Parité femmes/hommes : des évolutions, pas de révolution en Auvergne Rhône-Alpes

Lundi 7 Mars 2016

Les inégalités entre hommes et femmes s’observent en premier lieu dans le domaine de l’éducation. Les choix d’orientation différencient filles et garçons dès la sortie du collège.

D’une manière générale, les performances scolaires des filles sont meilleures que celles des garçons.

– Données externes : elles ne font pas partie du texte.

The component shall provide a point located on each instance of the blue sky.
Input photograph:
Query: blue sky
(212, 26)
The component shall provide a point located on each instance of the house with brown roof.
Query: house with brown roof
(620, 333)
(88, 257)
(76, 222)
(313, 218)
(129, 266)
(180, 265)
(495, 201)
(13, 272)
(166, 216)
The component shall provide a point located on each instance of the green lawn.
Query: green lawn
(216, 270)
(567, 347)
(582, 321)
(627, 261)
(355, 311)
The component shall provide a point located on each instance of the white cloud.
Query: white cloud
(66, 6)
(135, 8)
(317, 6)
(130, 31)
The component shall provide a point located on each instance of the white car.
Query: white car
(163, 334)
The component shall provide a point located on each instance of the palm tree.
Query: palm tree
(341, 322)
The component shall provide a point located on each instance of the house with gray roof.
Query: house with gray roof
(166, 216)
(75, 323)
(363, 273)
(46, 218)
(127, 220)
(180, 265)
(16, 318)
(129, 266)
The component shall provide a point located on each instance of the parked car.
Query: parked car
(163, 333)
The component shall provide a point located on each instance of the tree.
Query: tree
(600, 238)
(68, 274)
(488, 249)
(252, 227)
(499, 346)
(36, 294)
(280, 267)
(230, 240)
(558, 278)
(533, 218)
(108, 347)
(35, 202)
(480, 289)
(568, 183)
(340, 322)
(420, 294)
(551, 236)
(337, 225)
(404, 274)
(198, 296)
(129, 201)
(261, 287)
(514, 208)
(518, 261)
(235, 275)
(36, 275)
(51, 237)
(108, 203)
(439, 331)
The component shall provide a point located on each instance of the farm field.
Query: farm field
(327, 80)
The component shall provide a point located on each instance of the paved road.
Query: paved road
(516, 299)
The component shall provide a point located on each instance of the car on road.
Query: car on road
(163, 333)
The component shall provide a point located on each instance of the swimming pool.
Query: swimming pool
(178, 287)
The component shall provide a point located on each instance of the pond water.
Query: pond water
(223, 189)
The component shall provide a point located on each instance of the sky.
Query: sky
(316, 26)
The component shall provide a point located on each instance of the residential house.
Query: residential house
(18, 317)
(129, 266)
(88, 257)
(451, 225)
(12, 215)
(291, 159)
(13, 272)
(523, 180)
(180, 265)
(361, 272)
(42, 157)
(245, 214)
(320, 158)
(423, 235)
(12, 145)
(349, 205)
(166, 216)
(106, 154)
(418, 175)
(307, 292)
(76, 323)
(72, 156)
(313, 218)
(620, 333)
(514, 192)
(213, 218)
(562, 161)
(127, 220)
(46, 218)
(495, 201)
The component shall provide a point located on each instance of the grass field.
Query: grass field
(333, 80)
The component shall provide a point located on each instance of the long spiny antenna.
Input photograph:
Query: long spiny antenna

Dans la région Auvergne - Rhône- Alpes, le taux de réussite des filles au baccalauréat (91 %) reste supérieur de 4 points à celui des garçons depuis 2001. Parmi les participants aux épreuves, il y a autant de filles que de garçons, alors que ces
derniers étaient nettement moins nombreux que les filles au début des années 2000.

Indépendamment de ces résultats, les orientations diffèrent. Deux tiers des filles s’orientent vers une seconde générale ou technologique, où elles sont plus nombreuses que les garçons.
Sur plus de 300 000 étudiants recensés dans la région, 56 % sont des filles. Elles sont majoritaires dans les formations paramédicales et sociales, en médecine, ainsi que dans les études de lettres et sciences humaines.
En revanche, elles sont minoritaires en IUT, dans les formations scientifiques et les écoles d’ingénieurs, même si au sein de ces dernières le nombre de filles a augmenté de moitié sur les douze dernières années.
Les écoles de commerce, de gestion et de comptabilité ont plus que doublé leurs effectifs et on y compte désormais 51 % d’étudiantes (elles étaient 46 % en 2000).

Conséquence de leurs choix d’orientation et de leurs meilleurs résultats scolaires, les jeunes femmes sont plus diplômées que les jeunes hommes. Parmi les 25-34 ans, plus d’une femme sur quatre est titulaire d’un diplôme du 2e cycle contre un homme sur cinq. En parallèle, elles sont aussi de plus en plus nombreuses à occuper un emploi, et notamment un emploi qualifié. Confirmant l’élévation du niveau de diplôme, en plus de 20 ans la population des cadres et professions intellectuelles a plus que doublé pour les femmes alors que pour les hommes leur nombre n’a progressé que de moitié.

Parmi les principaux métiers exercés par des femmes, certains demeurent largement féminins (aides à domiciles et aides ménagères, secrétaire, assistante maternelle, etc). La féminisation du métier d’enseignant se renforce. Toutefois, dans certains de ces métiers fortement féminisés, la part des femmes est en recul, pour les agents d’entretien ou les secrétaires par exemple. Et si le BTP demeure un secteur très fortement masculin, l’arrivée d’une population féminine n’est pas à négliger. Elles représentent désormais 11 emplois
sur 100 du secteur contre 8 en 1999. Et 22 % des cadres de ce secteur sont des femmes contre 14 % en 1999.